Undergraduate students at Indiana University  measured palm sweat and its reaction to outside stimuli through a palm sweat sensor. Known as skin conductance, the measurement of this sweat helps indicate psychological states, such as stress.

IU freshman Bradi Heaberlin had the chance to seriously get into her boyfriend’s head -- and earn course credit for her efforts.

In Ben Motz’s “P155: Intro to Psychological & Brain Sciences” honors tutorial, each student built a palm sweat sensor device that measured reactions to outside stimuli. The measurement of this sweat, known as skin conductance, helps indicate psychological states such as arousal and stress.

For her experiment, Heaberlin collected 10 film clips meant to evoke such feelings as disgust, fear, happiness, sadness and neutrality. She tested 14 people but chose to discard the data of four who experienced some interruption or technical difficulty. The remaining 10 were divided into groups of five who were asked to suppress their emotions and five non-suppression group participants.

Inside IU recorded her showing the clips to her boyfriend, Reid Ralston.

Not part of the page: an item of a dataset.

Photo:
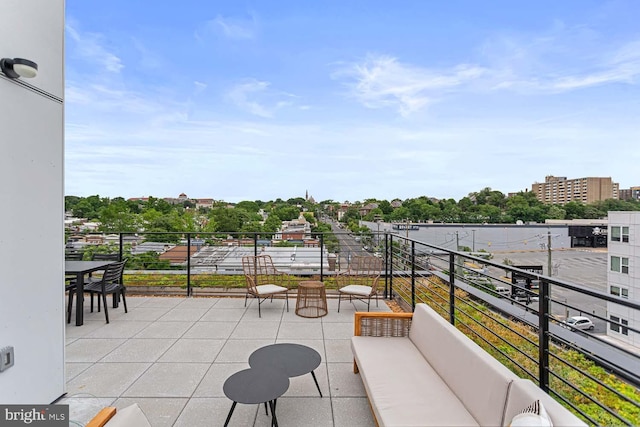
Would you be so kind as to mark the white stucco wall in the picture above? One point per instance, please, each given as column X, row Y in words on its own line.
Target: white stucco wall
column 32, row 197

“Some film clips I showed him included a scene from the film ‘Pink Flamingos,’ in which a woman eats dog feces -- obviously meant to evoke disgust -- the scene from ‘The Shining’ showing the twins at the end of the hallway, meant to evoke fear, and a scene from the film ‘The Champ’ in which the young boy's father dies, to evoke sadness,” Heaberlin said.

Ralston’s responses were similar to those of Heaberlin’s other participants. While she expected conductance to rise for all participants -- and more for those suppressing their emotions -- she was surprised that skin conductance actually decreased at the beginning of every film clip for every single participant.

“My hypothesis was that skin conductance would be higher for those in the ‘suppression’ group -- which turned out to be accurate -- but I thought the measurements would be a matter of whose skin conductance increased the most, not decreased.”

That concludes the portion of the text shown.